Gupta Dablu Lal, Meher Jhasketan, Sharma Fagun, Shukla Arvind K, Giri Anjan K, Mohapatra Eli, Ruikar Manisha M, Rao Donthamsetty Nageswara
Department of Biochemistry, All India Institute of Medical Sciences (AIIMS), Raipur, India.
Department of General Medicine, All India Institute of Medical Sciences (AIIMS), Raipur, India.
Clin Ther. 2025 Aug;47(8):e12-e18. doi: 10.1016/j.clinthera.2025.04.011. Epub 2025 May 17.
In order to address concerns regarding the diminishing levels of antibodies over time and the variations in response between mild and severe cases, efforts are being made to determine how long immunoglobulin G (IgG) antibodies persist in patients with coronavirus disease 2019 (COVID-19).
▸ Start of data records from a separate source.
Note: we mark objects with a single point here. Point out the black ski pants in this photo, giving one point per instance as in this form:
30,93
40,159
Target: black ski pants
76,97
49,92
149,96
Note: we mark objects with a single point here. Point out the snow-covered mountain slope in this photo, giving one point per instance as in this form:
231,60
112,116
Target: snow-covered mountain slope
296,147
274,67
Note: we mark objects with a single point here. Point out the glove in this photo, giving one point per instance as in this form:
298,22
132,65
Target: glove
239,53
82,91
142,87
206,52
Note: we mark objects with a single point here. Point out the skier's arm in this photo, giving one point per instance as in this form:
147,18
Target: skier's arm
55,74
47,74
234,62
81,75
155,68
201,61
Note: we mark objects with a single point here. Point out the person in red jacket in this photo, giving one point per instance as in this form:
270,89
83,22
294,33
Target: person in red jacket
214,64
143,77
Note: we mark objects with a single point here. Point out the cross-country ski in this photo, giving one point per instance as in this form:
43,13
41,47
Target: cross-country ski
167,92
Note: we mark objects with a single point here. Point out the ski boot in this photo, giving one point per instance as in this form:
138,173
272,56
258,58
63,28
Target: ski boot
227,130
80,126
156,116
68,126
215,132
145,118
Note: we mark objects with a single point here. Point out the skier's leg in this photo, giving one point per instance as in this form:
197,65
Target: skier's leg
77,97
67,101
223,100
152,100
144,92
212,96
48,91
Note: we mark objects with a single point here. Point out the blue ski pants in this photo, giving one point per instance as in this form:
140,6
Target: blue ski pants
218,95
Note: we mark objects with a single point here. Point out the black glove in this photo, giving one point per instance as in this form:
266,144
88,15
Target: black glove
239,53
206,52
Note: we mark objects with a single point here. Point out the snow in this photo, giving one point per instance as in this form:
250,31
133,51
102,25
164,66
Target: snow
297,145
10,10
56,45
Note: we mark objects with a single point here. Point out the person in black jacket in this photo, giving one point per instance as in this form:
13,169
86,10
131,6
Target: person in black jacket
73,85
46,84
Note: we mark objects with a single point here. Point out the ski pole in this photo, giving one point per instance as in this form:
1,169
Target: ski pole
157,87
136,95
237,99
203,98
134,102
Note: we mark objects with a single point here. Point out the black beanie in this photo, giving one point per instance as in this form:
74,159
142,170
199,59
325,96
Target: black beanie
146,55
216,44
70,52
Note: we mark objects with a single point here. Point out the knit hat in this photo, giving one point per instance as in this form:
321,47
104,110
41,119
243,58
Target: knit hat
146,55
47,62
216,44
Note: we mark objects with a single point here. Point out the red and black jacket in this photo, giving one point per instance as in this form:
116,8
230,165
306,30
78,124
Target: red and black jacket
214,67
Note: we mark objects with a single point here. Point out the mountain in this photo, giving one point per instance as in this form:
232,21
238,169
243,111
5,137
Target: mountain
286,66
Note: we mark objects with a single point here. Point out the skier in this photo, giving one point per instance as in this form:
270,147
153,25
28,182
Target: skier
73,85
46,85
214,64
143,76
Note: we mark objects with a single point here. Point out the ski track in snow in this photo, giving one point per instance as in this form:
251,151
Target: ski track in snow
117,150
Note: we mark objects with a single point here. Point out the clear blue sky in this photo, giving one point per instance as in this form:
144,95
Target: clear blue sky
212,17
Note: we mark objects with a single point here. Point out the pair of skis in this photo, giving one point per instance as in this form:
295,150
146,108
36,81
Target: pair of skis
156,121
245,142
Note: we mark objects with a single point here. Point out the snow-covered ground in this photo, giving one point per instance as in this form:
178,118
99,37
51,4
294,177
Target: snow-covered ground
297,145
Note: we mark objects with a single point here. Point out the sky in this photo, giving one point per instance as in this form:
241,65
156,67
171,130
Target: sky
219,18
The present study was conducted in a longitudinal setting over a period of 6 months in 37 unvaccinated COVID-19-recovered patients. The spike protein and receptor-binding domain (RBD)-specific serum levels of IgG and IgG subclasses were measured at 3 time points (within ≤1 month, 1-3 months, and 3-6 months) of recovery from COVID-19.
Our study found a significant (P < 0.05) reduction in the levels of antispike and anti-RBD antibodies within 3 to 6 months after recovery from COVID-19 infections. The group of patients who developed severe illness had higher levels of antispike and anti-RBD IgG compared with the group of patients who recovered from mild disease. There was a statistically significant difference in the contribution of IgG1 and IgG3 over time in COVID-19-recovered patients, indicating a potential alteration in the distribution of IgG subclasses. Serum levels of IgG1 were found to be 1.5 folds higher within 1 to 3 months of recovery from severe acute respiratory syndrome coronavirus 2 infections in severe cases than mild cases.
This study found that severe COVID-19 cases in unvaccinated patients had higher antibody titers and a greater likelihood of antispike antibodies persisting after infection. The levels of IgG1 and IgG3 increased significantly with the severity of COVID-19, indicating a heightened immune response in more severe cases. The estimation of serum levels of IgG subclass may determine the vaccination strategy and the process of treatment.
为了解决随着时间推移抗体水平下降以及轻症和重症病例之间反应差异的问题,正在努力确定2019冠状病毒病(COVID-19)患者体内免疫球蛋白G(IgG)抗体能持续多久。
本研究在37名未接种疫苗且已康复的COVID-19患者中进行了为期6个月的纵向研究。在从COVID-19康复后的3个时间点(≤1个月内、1 - 3个月和3 - 6个月)测量了IgG及其亚类针对刺突蛋白和受体结合域(RBD)的血清水平。
我们的研究发现,从COVID-19感染康复后3至6个月内,抗刺突和抗RBD抗体水平显著降低(P < 0.05)。与轻症康复患者组相比,重症患者组的抗刺突和抗RBD IgG水平更高。在COVID-19康复患者中,IgG1和IgG3随时间的贡献存在统计学显著差异,表明IgG亚类的分布可能发生了变化。发现在重症急性呼吸综合征冠状病毒2感染康复后的1至3个月内,重症病例的IgG1血清水平比轻症病例高1.5倍。
本研究发现,未接种疫苗的COVID-19重症患者抗体滴度更高,感染后抗刺突抗体持续存在的可能性更大。IgG1和IgG3的水平随着COVID-19的严重程度显著增加,表明在更严重的病例中免疫反应增强。IgG亚类血清水平的估计可能有助于确定疫苗接种策略和治疗过程。